= National Aquaculture Development Plan =

The National Aquaculture Development Plan (NADP) is a United States national plan to foster sustainable growth in the aquaculture sector. It was established by the National Aquaculture Act of 1980.

==Background==
In 1980, the National Aquaculture Act was enacted to promote and support the development of private aquaculture and to ensure coordination among the various federal agencies that have aquaculture programs and policies. It provided for a national aquaculture policy, including the development of a formal National Aquaculture Development Plan.

=== Objectives ===
The National Aquaculture Development Plan outlines several core objectives:

1. Promote Economic Growth: Encourage investment in the aquaculture sector to create jobs and boost local economies
2. Ensure Sustainability: Establish guidelines for environmentally responsible aquaculture practices
3. Enhance Food Security: Increase domestic seafood production to reduce reliance on imports
4. Support Innovation: Foster research and development in aquaculture technologies and practices
5. Facilitate Regulatory Streamlining: Simplify and harmonize federal and state aquaculture permitting processes
6. Promote Public-Private Partnerships: Collaborate with stakeholders to address industry challenges and opportunities

=== Funding ===
The NADP is supported by federal appropriations, with additional funding from private sector investments and state-level grants. The NADP dedicates funding for developing disease-resistant aquatic species, improving aquaculture feed efficiency, exploring offshore aquaculture opportunities, and utilizing technology for automated monitoring and management.

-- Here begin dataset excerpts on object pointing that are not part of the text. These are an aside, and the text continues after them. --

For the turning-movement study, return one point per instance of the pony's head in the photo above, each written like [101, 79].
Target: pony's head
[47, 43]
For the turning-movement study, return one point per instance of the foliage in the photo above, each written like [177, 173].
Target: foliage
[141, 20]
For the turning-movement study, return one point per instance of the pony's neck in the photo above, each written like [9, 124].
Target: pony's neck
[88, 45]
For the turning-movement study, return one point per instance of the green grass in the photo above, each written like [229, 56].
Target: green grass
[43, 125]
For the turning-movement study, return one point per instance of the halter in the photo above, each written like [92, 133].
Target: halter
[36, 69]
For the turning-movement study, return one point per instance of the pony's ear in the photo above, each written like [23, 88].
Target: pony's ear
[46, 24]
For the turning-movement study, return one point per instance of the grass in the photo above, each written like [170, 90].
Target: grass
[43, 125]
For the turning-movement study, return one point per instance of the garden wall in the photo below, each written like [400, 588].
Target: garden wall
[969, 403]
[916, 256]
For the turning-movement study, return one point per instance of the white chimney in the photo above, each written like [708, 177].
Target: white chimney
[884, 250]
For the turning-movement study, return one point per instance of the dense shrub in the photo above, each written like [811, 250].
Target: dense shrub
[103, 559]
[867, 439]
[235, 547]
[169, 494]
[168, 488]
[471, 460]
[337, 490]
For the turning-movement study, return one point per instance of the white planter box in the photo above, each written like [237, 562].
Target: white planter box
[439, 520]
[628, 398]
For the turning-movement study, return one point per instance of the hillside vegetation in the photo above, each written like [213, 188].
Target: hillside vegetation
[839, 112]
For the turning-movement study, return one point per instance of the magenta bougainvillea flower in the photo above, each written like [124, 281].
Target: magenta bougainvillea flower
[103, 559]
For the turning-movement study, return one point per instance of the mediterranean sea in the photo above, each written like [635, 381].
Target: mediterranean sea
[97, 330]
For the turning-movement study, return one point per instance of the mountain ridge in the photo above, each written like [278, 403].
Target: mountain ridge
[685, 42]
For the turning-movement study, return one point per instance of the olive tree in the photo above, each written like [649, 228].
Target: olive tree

The plan also includes public awareness campaigns to highlight the benefits of sustainable aquaculture, address misconceptions about farmed seafood, and provide technical training for aspiring aquaculture professionals.

== Stakeholders ==
The NADP is a multi-agency effort involving:

- Executive Office of the President, National Science and Technology Council, Joint Subcommittee on Aquaculture: Publishes and disseminates the plan (federal interagency coordinating group)
- National Oceanic and Atmospheric Administration: Leads the implementation and coordination of the plan, providing scientific and policy expertise to support sustainable aquaculture development
- United States Department of Agriculture: Supports research and providing grants to promote aquaculture innovation and best practices
- United States Environmental Protection Agency: Ensures compliance with environmental regulations to protect ecosystems affected by aquaculture activities
- United States Department of Commerce: Contributes to the development of economic growth strategies and policies that support the aquaculture industry
- Food and Drug Administration: Oversees the safety and quality of aquaculture products, ensuring they meet health standards for consumers
- United States Fish and Wildlife Service: Engages in aquaculture activities that support fisheries restoration, raise aquatic wildlife, and protect threatened and endangered species
- United States Department of Interior: Contributes to conservation efforts and the sustainable management of aquatic resources
- State Governments: Collaborating on localized aquaculture initiatives

== Timeline ==

- The two volume Aquaculture Development Plan was initially published in 1983 by the Joint Subcommittee on Aquaculture.
- In 2020, President Donald Trump signed Executive Order 13921, Promoting American Seafood Competitiveness and Economic Growth, calling for an update to the NADP. The Subcommittee on Aquaculture announced three components of the updated plan: the National Strategic Plan for Aquaculture Research, the Strategic Plan to Enhance Regulatory Efficiency in Aquaculture, and the Strategic Plan for Aquaculture Economic Development.
- In December 2024, a new edition of the Aquaculture Development Plan was published.